Choice of assessment tools — The use of a single assessment tool to address all the needs for neonates is not advisable as each tool was developed and validated for selected populations and clinical settings. The choice of the pain assessment tool is dependent upon the neonatal population to be assessed, and the different types of pain that need to be evaluated [79]. In our practice, we assess pain using the following tools:

PIPP-R [62,80]

NFCS [65,81]

DAN [66,67]

N-PASS [63,82]

For acute or postoperative pain, we use either the PIPP-R, the NFCS, the DAN, or the N-PASS [13,72]. For prolonged pain we use the N-PASS [63].

Several of these scales were initially developed for preterm infants. The PIPP has been revised with simplification of the scoring methods for oxygen saturations, facial expressions, and the baseline behavioral state, while expanding its application for neonates with GA from 25 to 41 weeks [80]. Although initial validation and feasibility of the revised version has been published [62,80], further validation and dissemination are ongoing.

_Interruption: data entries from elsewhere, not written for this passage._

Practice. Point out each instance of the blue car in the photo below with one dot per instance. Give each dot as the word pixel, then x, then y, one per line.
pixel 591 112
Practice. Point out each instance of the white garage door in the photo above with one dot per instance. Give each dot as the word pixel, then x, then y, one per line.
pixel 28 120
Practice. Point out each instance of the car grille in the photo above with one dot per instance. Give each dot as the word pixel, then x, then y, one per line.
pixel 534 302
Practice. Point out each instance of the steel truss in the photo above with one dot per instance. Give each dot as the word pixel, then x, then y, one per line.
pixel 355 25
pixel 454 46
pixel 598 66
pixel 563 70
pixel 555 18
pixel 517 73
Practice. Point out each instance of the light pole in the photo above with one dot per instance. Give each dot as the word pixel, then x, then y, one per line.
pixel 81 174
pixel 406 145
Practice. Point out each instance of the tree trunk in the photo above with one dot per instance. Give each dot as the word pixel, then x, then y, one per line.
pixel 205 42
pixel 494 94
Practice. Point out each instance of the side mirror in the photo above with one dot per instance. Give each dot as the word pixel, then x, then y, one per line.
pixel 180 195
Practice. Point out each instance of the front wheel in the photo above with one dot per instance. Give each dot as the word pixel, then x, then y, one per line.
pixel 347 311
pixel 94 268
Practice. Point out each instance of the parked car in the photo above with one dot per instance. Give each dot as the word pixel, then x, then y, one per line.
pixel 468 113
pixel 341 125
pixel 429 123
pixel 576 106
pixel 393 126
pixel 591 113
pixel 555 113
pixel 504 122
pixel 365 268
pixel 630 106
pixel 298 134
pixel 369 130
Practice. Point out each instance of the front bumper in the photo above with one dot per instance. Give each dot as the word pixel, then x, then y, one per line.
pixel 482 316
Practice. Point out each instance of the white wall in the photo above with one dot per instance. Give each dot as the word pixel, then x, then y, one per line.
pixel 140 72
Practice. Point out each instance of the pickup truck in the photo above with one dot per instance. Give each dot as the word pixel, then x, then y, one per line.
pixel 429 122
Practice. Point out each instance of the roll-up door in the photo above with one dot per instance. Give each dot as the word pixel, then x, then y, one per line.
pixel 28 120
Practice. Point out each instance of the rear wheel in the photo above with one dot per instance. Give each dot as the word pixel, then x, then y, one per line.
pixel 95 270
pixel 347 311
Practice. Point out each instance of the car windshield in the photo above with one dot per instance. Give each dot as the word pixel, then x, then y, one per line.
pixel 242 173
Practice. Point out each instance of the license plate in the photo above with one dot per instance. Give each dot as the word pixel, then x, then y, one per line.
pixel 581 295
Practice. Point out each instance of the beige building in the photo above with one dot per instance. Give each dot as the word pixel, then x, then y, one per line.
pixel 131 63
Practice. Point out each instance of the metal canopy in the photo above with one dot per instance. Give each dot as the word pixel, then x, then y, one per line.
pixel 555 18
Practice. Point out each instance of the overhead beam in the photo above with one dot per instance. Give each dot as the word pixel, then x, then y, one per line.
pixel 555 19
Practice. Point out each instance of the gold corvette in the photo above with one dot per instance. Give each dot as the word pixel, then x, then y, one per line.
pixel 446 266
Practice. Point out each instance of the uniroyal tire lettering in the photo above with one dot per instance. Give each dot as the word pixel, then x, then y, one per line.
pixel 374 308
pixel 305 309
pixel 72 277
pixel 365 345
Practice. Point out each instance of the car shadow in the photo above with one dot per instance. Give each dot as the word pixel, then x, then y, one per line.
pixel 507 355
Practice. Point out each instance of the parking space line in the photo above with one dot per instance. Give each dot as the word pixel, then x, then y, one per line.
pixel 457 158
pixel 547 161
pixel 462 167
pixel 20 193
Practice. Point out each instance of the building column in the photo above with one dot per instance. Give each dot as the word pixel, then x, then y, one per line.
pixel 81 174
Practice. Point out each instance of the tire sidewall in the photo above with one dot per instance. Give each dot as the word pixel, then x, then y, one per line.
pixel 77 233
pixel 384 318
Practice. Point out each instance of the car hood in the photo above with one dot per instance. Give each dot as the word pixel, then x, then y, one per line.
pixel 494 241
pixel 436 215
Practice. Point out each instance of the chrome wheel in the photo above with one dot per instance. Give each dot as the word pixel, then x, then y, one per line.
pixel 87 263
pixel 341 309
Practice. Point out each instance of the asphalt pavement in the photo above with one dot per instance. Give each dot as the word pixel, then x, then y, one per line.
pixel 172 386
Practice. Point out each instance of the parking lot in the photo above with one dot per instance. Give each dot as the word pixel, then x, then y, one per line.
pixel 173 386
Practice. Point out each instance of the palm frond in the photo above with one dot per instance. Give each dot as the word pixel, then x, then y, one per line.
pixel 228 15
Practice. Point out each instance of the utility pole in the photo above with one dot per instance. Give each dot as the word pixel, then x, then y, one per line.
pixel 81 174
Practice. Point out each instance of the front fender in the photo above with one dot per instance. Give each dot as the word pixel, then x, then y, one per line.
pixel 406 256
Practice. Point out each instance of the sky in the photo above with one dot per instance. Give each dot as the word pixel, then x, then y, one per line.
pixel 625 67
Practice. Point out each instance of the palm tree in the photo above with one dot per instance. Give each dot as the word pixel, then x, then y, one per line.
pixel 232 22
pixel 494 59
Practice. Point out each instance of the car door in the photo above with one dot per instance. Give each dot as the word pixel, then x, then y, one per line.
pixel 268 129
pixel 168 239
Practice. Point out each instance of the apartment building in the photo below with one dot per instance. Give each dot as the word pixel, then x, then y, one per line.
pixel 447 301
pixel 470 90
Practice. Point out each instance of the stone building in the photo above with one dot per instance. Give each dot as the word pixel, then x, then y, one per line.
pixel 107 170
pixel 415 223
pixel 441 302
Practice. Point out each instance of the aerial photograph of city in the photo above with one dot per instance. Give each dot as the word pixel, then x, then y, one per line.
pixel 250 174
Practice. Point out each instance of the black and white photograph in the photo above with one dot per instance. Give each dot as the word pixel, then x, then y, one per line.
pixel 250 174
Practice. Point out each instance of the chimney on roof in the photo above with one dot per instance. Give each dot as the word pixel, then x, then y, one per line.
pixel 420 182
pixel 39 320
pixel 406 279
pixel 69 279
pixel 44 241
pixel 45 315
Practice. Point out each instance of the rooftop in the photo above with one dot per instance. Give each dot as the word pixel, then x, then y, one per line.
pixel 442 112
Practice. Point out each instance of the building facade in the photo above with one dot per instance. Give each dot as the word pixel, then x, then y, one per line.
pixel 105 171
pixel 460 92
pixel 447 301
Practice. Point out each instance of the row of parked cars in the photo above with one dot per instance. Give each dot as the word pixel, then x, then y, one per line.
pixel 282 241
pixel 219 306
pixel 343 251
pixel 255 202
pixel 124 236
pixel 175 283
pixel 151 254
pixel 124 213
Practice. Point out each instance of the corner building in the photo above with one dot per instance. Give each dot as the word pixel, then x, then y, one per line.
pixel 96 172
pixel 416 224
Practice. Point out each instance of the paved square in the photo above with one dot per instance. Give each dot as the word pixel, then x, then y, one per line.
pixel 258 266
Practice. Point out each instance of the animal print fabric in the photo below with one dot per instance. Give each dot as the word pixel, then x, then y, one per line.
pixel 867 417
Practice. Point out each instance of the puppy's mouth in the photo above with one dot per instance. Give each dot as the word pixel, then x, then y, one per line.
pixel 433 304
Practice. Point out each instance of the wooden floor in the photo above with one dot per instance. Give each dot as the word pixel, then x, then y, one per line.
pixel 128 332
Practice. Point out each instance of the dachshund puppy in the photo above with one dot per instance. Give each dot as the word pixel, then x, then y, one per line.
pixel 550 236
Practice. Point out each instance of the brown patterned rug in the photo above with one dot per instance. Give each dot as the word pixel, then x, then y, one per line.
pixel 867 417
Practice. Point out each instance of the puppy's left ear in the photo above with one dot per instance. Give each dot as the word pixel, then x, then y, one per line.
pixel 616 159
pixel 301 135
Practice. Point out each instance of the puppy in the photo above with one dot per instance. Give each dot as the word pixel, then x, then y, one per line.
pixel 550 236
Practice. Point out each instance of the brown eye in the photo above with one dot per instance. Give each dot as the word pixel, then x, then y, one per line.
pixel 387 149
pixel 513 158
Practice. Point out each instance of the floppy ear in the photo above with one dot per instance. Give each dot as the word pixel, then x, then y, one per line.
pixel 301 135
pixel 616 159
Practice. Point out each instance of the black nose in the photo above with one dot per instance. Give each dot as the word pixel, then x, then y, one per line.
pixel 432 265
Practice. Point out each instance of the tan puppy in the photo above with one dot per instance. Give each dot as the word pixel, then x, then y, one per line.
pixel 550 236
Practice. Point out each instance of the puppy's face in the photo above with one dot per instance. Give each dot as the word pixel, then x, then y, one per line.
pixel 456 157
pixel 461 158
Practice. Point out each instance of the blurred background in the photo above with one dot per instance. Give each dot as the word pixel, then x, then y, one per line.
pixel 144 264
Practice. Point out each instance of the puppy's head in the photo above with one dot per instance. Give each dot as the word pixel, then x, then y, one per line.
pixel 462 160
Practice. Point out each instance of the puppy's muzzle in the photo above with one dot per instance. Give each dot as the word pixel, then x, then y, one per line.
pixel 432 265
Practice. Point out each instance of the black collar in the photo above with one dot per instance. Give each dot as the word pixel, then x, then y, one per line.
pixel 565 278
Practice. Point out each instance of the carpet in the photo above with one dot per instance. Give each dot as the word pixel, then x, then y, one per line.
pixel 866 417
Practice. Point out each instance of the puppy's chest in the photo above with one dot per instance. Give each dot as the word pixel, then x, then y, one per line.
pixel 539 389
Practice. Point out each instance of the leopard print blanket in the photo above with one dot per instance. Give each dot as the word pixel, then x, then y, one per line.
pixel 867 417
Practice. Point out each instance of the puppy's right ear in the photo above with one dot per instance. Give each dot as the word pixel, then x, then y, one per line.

Three multicenter studies illustrate the wide range of pain assessment tools used in NICUs:

In the first study, 12 sites evaluated by the 2002 Neonatal Intensive Care Quality Improvement Collaborative used five different assessment tools [51].

In the second study from the Child Health Accountability Initiative (CHAI), 10 sites used eight different assessment tools [55].

Caregiver involvement — If parents/caregivers are available, we ask for their opinion: Do they feel that their baby is in pain? In cases in which there is a likelihood of pain or perceived pain, we suggest that pain control measures be administered pre-emptively to prevent or reduce pain due to known noxious stimuli [51,52]. Developmental care programs and family-centered care practices help to involve the parents/caregivers in the assessment and management of their baby's pain.

Challenges — The following challenges limit the ability of available tools for accurate evaluation [61]:

Interobserver variability and subjectivity – Many signs used in these assessment tools require the subjective evaluation by observers. As a result, there is significant interobserver variability in the evaluation of behavioral responses that can be reduced with multidisciplinary training of the staff [57,83].

In addition, many tools require the observation, mental calculations, and recording of 3 to 10 parameters in real time by the bedside nurse. Often, the nurse performing the painful procedure is also tasked with observing the infant's pain responses at the same time.

Validity of the assessment tool – Since there is no "gold standard" established for pain in the neonate, the concurrent validity of many assessment tools has been questioned:

Neuroimaging or neurophysiologic approaches used for research have not reached a level of sensitivity or specificity where they can be accepted as "the gold standard" for testing the accuracy of subjective assessment methods.

Assessment tools that include multi-modal parameters are often limited by dissociations in the response characteristics of physiologic versus behavioral parameters [84,85]. These characteristics include the reactivity, responsivity, trigger threshold, onset, or decay of changes in these parameters and affect the scaling properties of the pain score.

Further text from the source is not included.